8

 身体の感覚が失われる。指先ひとつ動かない。心臓の奥、かすかに燃え残った火種が燻って、まだ終われないと喘いでいる。それでももう、どうすることもできなかった。

 這い蹲る僕の、もうほどんと真っ白な視界に見下ろす執行者が映った。その先に、沈黙する大樹がみえたような気がした。


 ――それでいいのか。お前は。


 かすれた喉から言葉に満たない想いがこぼれた。

 神樹、トネリコ。彼が生まれ、その成長とともにこの世界は育まれた。すなわち、世界は彼そのものだ。この世界に生まれ生きる命、それらが織りなす営みのすべてが彼の子に等しい。

 そんな世界が、今まさに踏みにじられ、壊されようとしているのだぞ?

 だというのに、お前は何も言わないのか?

 最後まで眠ったまま、目をそらし続けるのか?


 世界の音が遠くなる。その変わりに、自分の心音が大きく聞こえた。

 ドクン、脈打つその胸の奥から、ふつふつと熱がわき上がる。くすぶって、消えかけていた火種に衝動にも似た熱が注がれる。導火線のない爆弾が突然爆ぜるみたいに。一瞬で膨れ上がって、全身へと行き渡る。

 この熱は怒りだ。不条理な世界の摂理への。

 目の当たりにしてもなお何もいわない神樹への。

 何よりも、無力な自分自身への。

 どうしようもない、行き場のない怒り。だけどその熱は、最期に僕を突き動かした。


「――神樹トネリコ!」


 つぶれた喉を振るわせた、絶叫にも似た叫びだった。

 腕に力をこめて、使い物にならない半身を起こして。僕は叫ぶ。


「お前は、それでいいのか? この暴虐を、一方的な悪辣を、なにも言わぬまま許そうというのか!?」


 喉からせり上がった血が、咳とともに口からこぼれる。


「つまらない、ただそれだけの理由だ。それだけで、お前の愛する民も命もすべて無かったことにされるんだぞ。身勝手な価値観を押しつけられて、跡形も残らず消されてしまうんだぞ?」


 炎に囲まれて、神樹がゆれる。彼は何も言わず、静かに僕を見下ろしている。それまで様子をうかがうように沈黙していた執行者が視界の端で、刃を構えた。


「この世界で懸命に生きる命に何の罪もないというのに。そんな理不尽を、黙って見過ごすというのか? 悔しくはないのか! 守りたいと、足掻きたいとは思わないのか!」


 口を出る言葉は僕自身の願いに他ならない。あまりに浅ましく、見苦しい足掻きだとわかっていた。それでも、たとえ意味のない滑稽な一人芝居に他ならなくても。それを嘲る時間があるならば、命を燃やしてでも、叫ばなければと思ったのだ。
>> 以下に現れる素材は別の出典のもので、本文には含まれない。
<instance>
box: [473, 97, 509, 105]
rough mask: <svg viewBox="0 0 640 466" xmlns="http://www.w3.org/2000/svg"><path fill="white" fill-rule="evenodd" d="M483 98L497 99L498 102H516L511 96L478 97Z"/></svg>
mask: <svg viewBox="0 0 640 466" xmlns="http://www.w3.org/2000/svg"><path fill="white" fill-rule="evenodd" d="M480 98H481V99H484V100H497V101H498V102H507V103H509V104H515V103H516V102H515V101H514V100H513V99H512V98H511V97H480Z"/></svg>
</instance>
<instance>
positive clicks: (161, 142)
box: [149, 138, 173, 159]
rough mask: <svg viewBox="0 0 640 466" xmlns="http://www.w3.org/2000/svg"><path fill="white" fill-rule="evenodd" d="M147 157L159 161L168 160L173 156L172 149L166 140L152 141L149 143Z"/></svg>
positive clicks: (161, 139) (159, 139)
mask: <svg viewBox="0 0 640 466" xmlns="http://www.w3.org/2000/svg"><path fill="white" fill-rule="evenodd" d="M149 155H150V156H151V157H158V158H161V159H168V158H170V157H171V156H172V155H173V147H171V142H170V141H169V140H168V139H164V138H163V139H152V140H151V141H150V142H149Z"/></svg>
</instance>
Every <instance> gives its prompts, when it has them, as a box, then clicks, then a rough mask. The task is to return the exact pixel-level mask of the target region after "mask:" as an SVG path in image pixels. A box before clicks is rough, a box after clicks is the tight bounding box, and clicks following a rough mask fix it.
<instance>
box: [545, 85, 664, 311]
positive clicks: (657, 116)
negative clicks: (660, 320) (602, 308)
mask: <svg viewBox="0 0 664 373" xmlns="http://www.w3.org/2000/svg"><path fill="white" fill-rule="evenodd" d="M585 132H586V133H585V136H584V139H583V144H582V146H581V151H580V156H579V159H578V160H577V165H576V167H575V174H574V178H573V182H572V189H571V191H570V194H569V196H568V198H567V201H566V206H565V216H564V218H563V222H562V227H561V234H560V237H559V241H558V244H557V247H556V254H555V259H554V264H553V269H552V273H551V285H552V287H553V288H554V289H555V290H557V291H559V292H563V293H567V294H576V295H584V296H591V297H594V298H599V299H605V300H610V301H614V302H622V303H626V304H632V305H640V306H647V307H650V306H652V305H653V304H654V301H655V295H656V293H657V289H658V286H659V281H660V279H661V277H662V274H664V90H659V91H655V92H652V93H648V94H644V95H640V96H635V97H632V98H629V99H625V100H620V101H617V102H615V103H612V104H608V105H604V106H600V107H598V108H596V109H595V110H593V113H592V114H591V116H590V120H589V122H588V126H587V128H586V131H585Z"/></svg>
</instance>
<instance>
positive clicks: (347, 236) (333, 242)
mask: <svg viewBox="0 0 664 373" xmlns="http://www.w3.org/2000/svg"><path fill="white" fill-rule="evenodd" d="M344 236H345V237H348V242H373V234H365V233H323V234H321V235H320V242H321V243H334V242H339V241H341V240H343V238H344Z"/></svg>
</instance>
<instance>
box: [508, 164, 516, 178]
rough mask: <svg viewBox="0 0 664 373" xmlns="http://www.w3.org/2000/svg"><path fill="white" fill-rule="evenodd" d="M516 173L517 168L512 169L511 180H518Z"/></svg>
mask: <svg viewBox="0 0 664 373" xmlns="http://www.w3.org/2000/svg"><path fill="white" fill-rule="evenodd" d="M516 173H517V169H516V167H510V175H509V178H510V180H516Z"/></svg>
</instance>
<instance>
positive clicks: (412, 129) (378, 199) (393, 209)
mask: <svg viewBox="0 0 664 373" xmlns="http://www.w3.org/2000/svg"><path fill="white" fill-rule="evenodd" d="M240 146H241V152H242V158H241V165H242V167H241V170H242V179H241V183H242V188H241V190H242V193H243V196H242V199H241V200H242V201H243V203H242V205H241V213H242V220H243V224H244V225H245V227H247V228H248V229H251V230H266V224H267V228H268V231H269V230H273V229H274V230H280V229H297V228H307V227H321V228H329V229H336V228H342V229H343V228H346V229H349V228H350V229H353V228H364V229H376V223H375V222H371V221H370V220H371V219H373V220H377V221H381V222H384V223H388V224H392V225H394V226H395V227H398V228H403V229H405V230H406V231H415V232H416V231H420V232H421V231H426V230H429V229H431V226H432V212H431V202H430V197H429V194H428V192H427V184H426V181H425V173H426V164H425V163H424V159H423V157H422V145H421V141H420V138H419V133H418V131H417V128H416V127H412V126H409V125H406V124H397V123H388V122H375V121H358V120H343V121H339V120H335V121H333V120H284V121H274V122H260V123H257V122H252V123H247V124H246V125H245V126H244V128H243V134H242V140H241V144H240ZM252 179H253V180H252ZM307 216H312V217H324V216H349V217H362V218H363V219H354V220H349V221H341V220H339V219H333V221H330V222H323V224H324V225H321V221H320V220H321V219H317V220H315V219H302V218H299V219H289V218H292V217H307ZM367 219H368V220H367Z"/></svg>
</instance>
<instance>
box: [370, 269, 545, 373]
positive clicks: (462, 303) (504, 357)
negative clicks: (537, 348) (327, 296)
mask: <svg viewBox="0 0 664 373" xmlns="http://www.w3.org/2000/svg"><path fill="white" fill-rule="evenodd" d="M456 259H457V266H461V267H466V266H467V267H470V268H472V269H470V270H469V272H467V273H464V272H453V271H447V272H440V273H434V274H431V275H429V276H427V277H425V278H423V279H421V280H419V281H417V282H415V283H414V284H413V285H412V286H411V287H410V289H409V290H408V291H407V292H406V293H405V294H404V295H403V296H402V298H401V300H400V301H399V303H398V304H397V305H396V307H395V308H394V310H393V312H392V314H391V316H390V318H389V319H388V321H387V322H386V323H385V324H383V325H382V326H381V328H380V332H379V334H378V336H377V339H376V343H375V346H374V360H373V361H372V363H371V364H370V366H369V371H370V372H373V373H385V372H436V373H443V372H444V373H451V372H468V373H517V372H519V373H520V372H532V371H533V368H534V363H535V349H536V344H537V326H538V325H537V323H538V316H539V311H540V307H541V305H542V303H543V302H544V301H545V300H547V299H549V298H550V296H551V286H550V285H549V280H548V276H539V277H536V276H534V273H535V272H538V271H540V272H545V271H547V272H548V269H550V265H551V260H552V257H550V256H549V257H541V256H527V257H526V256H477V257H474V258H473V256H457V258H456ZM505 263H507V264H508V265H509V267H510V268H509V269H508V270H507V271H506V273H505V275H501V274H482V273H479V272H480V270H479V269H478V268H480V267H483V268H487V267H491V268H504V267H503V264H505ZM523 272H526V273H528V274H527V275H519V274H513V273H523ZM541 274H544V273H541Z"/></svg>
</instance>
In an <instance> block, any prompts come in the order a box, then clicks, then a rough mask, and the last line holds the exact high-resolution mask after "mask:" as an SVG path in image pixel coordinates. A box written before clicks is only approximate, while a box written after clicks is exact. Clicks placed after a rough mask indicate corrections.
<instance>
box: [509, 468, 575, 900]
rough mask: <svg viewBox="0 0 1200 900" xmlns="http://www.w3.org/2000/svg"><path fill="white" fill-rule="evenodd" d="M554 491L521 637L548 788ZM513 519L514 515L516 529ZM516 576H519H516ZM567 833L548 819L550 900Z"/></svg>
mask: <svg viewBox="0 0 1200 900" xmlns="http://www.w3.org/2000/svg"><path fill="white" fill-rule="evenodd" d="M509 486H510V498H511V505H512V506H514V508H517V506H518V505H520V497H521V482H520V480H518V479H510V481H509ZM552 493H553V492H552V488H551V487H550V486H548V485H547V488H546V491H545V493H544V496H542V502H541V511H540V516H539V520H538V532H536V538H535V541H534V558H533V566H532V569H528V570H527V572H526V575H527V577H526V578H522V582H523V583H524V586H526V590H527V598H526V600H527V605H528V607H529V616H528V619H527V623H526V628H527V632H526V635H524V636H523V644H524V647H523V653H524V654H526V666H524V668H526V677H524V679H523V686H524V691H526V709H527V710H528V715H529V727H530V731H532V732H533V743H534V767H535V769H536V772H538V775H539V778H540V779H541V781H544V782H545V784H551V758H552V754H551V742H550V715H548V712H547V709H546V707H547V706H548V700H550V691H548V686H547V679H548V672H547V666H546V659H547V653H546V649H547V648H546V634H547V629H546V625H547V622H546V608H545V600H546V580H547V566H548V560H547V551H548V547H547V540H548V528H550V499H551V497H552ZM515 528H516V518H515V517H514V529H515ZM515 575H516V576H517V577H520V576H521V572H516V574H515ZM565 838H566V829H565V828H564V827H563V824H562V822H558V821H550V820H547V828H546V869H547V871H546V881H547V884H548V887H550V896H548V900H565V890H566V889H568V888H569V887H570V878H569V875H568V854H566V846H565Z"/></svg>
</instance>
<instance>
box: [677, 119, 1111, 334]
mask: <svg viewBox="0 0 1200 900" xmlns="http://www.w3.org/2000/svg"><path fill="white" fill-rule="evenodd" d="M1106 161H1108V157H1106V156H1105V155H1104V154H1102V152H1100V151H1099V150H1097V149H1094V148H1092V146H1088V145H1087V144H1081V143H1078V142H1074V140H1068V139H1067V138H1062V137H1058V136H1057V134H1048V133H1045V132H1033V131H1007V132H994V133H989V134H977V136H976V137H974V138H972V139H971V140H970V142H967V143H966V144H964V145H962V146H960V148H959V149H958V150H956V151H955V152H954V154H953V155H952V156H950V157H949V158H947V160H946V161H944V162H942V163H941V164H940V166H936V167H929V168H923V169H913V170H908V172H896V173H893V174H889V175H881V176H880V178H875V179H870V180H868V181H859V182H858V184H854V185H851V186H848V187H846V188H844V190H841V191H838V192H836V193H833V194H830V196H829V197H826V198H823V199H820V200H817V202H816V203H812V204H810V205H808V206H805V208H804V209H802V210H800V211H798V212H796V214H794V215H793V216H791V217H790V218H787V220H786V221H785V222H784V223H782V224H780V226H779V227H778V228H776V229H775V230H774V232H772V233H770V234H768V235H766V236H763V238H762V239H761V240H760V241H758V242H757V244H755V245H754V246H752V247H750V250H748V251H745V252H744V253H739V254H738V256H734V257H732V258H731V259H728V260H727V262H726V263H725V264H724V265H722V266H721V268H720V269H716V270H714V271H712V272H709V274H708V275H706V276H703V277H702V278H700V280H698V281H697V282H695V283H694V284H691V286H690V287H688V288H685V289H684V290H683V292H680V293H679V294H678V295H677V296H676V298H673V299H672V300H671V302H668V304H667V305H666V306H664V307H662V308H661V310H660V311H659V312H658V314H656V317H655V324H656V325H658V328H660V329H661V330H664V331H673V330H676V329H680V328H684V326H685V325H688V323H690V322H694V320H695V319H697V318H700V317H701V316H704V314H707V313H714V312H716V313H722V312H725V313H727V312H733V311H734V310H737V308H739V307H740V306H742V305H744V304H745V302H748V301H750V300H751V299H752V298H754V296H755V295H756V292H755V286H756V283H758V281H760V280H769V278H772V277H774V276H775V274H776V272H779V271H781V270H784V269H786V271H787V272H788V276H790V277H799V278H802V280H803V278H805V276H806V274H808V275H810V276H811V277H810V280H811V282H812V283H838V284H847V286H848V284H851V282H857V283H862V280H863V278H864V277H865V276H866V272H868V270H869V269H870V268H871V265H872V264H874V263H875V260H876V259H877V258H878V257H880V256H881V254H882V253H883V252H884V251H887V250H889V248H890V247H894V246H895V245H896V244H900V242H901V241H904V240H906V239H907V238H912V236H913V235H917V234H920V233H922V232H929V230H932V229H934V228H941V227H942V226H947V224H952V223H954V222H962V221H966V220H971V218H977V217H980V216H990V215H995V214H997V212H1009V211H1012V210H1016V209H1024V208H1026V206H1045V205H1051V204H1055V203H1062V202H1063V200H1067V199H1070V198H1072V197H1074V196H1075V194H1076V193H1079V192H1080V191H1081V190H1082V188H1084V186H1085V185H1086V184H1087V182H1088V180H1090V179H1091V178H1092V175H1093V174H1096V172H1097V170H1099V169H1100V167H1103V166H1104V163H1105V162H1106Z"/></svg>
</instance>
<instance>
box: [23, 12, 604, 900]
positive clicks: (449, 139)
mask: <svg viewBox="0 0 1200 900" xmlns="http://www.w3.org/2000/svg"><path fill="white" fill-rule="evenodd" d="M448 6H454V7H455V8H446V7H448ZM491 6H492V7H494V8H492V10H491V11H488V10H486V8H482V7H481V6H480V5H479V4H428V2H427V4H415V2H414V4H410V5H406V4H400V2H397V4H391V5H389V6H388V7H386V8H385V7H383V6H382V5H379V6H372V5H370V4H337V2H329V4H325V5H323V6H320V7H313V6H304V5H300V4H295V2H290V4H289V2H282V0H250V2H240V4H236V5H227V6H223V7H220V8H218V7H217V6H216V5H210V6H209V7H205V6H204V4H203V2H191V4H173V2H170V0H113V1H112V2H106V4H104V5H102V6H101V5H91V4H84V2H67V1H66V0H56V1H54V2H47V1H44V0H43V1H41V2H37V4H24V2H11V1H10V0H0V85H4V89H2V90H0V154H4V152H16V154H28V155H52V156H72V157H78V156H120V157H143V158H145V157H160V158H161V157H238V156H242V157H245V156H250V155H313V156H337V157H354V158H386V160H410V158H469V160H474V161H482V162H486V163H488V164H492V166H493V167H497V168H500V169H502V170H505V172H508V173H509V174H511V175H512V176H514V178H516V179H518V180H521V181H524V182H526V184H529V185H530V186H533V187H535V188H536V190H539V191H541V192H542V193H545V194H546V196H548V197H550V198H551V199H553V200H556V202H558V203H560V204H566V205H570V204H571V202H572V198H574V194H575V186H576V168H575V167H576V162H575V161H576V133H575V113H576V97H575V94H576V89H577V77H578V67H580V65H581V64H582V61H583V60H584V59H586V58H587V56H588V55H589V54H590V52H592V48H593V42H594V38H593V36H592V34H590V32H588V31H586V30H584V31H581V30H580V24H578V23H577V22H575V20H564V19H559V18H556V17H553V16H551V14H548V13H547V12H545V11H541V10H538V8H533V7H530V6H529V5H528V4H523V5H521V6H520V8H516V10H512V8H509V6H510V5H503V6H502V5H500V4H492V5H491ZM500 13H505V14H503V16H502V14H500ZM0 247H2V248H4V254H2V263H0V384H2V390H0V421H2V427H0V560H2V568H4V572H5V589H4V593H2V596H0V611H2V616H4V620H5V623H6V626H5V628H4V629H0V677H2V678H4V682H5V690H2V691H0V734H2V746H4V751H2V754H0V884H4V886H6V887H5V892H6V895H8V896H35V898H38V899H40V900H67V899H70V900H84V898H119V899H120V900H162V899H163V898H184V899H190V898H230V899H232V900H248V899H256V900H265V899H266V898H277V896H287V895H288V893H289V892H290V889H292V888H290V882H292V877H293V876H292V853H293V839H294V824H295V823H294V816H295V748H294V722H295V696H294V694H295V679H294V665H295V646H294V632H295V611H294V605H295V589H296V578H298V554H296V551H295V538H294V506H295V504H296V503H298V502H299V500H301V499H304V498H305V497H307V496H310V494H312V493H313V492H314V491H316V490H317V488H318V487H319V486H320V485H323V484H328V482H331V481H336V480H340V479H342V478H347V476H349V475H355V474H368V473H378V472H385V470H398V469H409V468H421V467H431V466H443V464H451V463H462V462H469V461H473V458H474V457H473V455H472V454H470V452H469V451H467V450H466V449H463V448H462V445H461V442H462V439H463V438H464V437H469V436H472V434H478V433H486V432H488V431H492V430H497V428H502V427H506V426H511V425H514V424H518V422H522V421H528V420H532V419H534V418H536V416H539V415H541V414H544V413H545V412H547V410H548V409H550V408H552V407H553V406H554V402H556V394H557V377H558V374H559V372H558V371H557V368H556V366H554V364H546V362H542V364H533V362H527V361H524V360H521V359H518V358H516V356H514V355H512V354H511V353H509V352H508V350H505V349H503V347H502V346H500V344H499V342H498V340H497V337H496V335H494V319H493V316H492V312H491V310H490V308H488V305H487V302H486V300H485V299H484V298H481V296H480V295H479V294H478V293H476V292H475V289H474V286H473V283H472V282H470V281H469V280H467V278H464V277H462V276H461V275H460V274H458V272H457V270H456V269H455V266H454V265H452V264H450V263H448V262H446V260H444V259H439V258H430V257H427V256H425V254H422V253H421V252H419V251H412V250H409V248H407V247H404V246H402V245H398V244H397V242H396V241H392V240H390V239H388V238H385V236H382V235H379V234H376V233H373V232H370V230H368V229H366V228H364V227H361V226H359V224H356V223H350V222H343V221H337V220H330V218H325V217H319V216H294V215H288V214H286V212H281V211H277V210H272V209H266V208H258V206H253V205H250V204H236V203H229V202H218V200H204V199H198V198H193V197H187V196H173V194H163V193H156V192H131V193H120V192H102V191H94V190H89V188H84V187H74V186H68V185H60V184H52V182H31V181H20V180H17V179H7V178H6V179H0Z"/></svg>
「聴け! トネリコ! 僕は、この理不尽を認めたくない! この世界は美しい! 踏みにじられていいはずがない!」


 美しいものばかりがあふれている訳ではない。当然争いや欲望によって生まれた、ゆがんだ醜さは存在する。それはこの世界だけのことではない。どこの世界だって、美醜や善悪は切り離せない。当たり前のことなのだ。だからこそ、そこに生きる命が美しく輝くことができるのだと。愚かな僕は、それにやっと気づけたのだ。

 僕のしてきたことは可能性を一方的に奪い消し去ること。それがなんて罪深い過ちであったのか、今ならばわかる。繰り返すことはもうしない、繰り返させはしない。したくない。だから頼む、どうか――


「己の世界を愛する、その心が在るのならば! 力を貸せ!!!!」


 執行者が断罪の刃を振り下ろす。

 僕の身体ごと、この世界を根本から断ち切り、本当に終わらせるためのもの。

 終焉の一振りが降ろされようとした刹那――まばゆい光が、世界のすべてを包み込んだ。